It’s nearly twenty months since that fateful, rain-sodden gloomy December day when Boothferry Park was ‘packed’ to the rafters for one final time, the scene of so many memories that are permanently etched on the mind of thousands upon thousands of football fans up and down the country.
The day in question, 14th December 2002, was supposed to be a glorious ending to 54 years of professional football being played on it’s lush, Centre Court-esque turf.

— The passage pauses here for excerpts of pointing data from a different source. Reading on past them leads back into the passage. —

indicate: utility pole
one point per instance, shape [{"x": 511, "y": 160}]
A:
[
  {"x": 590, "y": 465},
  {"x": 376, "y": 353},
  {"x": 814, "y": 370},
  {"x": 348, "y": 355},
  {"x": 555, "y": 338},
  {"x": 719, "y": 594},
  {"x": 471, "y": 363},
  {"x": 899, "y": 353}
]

It turned out, however, to be everything but that.
In fact, it turned out to what we had, at that time, become accustomed to – a dull, below par performance full of agonising missed chances, during which we conceded a ‘sucker punch’ goal against a crap team of pseudo-Geordies, witnessed by an extremely subdued crowd.
The final whistle was blown, thousands of the Tigers faithful slowly bumbled their way onto the squelchy, rain-sodden turf, including myself. It was in fact the first and only time I had ever set foot on the pitch, despite having supported my beloved team since my first visit as a starry-eyed five year old in 1981.

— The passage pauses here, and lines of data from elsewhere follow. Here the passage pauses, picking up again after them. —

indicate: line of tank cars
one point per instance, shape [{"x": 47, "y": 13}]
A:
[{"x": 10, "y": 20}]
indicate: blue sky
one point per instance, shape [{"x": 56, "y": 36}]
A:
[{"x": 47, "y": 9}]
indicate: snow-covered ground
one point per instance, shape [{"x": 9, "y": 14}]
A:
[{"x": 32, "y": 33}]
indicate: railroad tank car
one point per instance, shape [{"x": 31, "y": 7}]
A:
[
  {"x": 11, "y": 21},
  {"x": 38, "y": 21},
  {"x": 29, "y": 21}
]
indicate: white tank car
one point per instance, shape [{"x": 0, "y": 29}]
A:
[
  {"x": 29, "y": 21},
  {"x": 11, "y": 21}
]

In the many years since, the place had hardly changed, but for the shameful replacement of the stadium’s quaintest stand with a pissy-coloured supermarket abutted with several moss-strewn concrete steps.
The place was decrepit, ugly, and hardly befitted a football club with such a numerous and enthusiastic following. It was time to move on.
And move on we did. Only four days later, we played our first game at our glorious new home, one that even the most optimistic of our fans feared would never happen. It was the dawning of an exciting new era, even though there were a curiously high number of people opposed to the idea, especially those who experienced the ‘golden generation’ of the late 1950s and 60s. Their memories of Boothferry Park were mainly happy ones.
Many younger folk like myself, however, don’t quite share that feeling. Yes, I’ve seen some great times there, for instance our two promotions during the mid-80s, our memorable FA Cup clash against the then-mighty Liverpool not long after, the Great Escape and not least the many sublime performances from the likes of Norman, Jobson, Payton and Windass. Ask me to reminisce of Boothferry Park though, and I think of the many sad times.
I think of that hideous supermarket. I think of half the ground (including Kempton at one point) being closed off in a state of disrepair. I think of our freefall from Division 2 (old) to the ‘dungeon’. I think of Terry Dolan and Jeff Lee shouting at Rob Dewhurst to hoof the ball towards the corner flag. I think of Bastard City fans in the South Stand. I think “Fish Out”. I think of Mark Hateley and his sidekicks skullfucking the clubs’ finances. I think of David Lloyd’s henchmen clamping heavy-duty padlocks on the club gates. I think of that last, dreadful, 1-0 defeat to Darlington.
As mentioned earlier, nearly two years have passed since we were all penned in there for one final time. We have since moved onwards and undoubtedly upwards. I still, however, keep being reminded of our dismal past each time I drive past Fer Ark on my way to the Circle and often wonder to myself why it’s still there. I look at it and my heart sinks, even though I feel I should be experiencing a warm glow and reliving memories of the better times. It doesn’t quite work like that for me though. I’d rather that somebody pulled the place down tomorrow, although it seems we’ll be waiting a long time before that actually happens.
Boothferry Park? You can keep it. I know where I’d rather be.